Wissenschaftler der Universität in Oxford kamen zu dieser Erkenntnis indem sie die Daten von insgesamt 53 000 Probanden mit verschiedenen Ernährungsstilen verglichen hatten. Die Testteilnehmer wurden von den Forschern in vier verschiedene Gruppen eingeteilt: Vegetarier, Veganer, Fleischesser und Fischesser. Bei der Auswahl der Probanden achteten die Forscher darauf, dass alle Teilnehmer die empfohlene Tagesdosis an den jeweiligen Nährstoffen zu sich nahmen. Nach Auswertung der Daten konnten die Forscher eindeutig belegen, dass Fleischesser ein stark erhöhtes Krebsrisiko gegenüber den anderen Probanden aufwiesen.

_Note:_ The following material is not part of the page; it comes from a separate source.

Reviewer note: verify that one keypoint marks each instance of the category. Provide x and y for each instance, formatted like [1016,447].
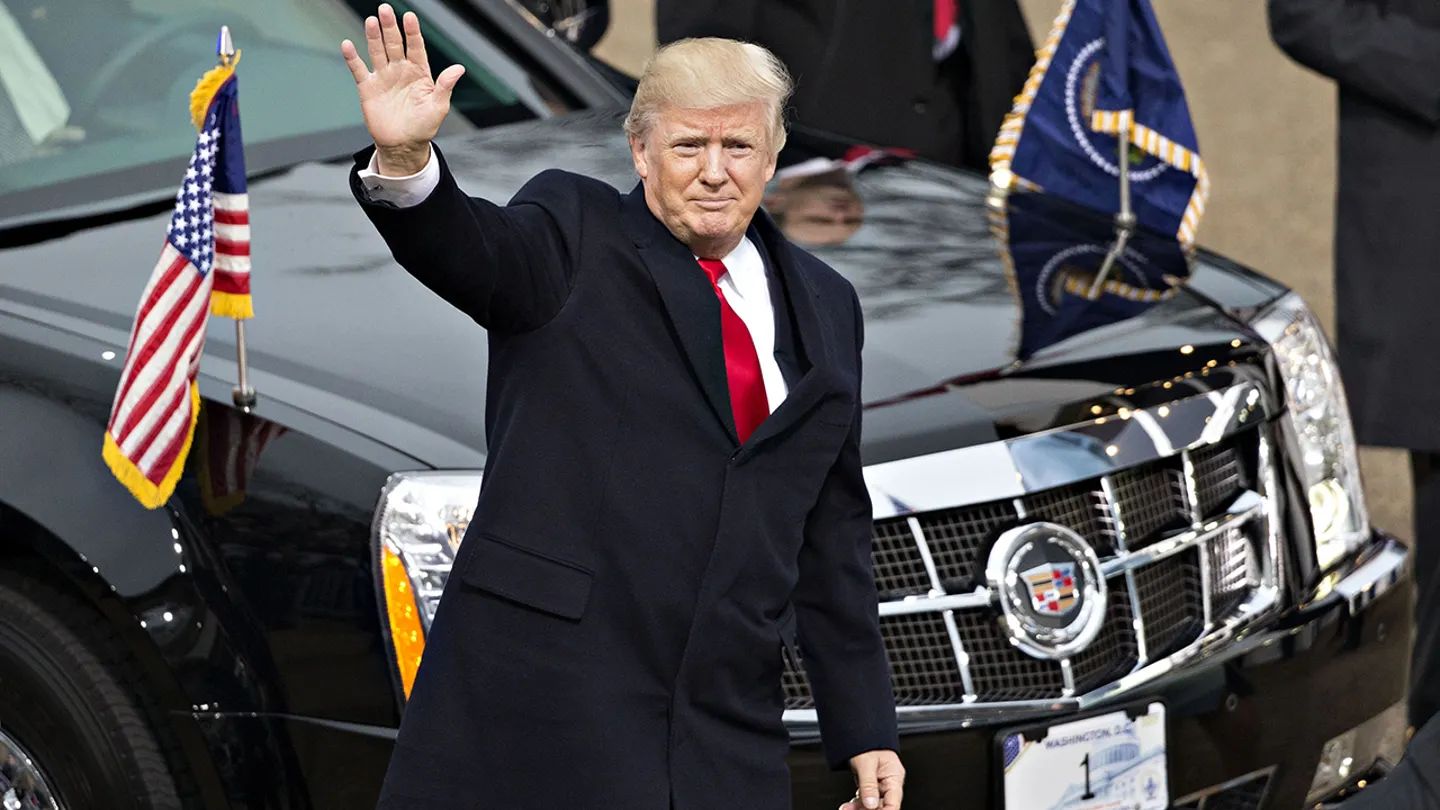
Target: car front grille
[1182,541]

Überraschend war jedoch, dass diese Regel nicht auf jede Krebsart zutraf. So ergab die Analyse auch, dass Vegetarier im Vergleich zu den anderen Probanden ein höheres Risiko haben, an Darmkrebs zu erkranken. Ausnahmen bestätigen somit auch im Falle dieser Studie wieder einmal die Regel.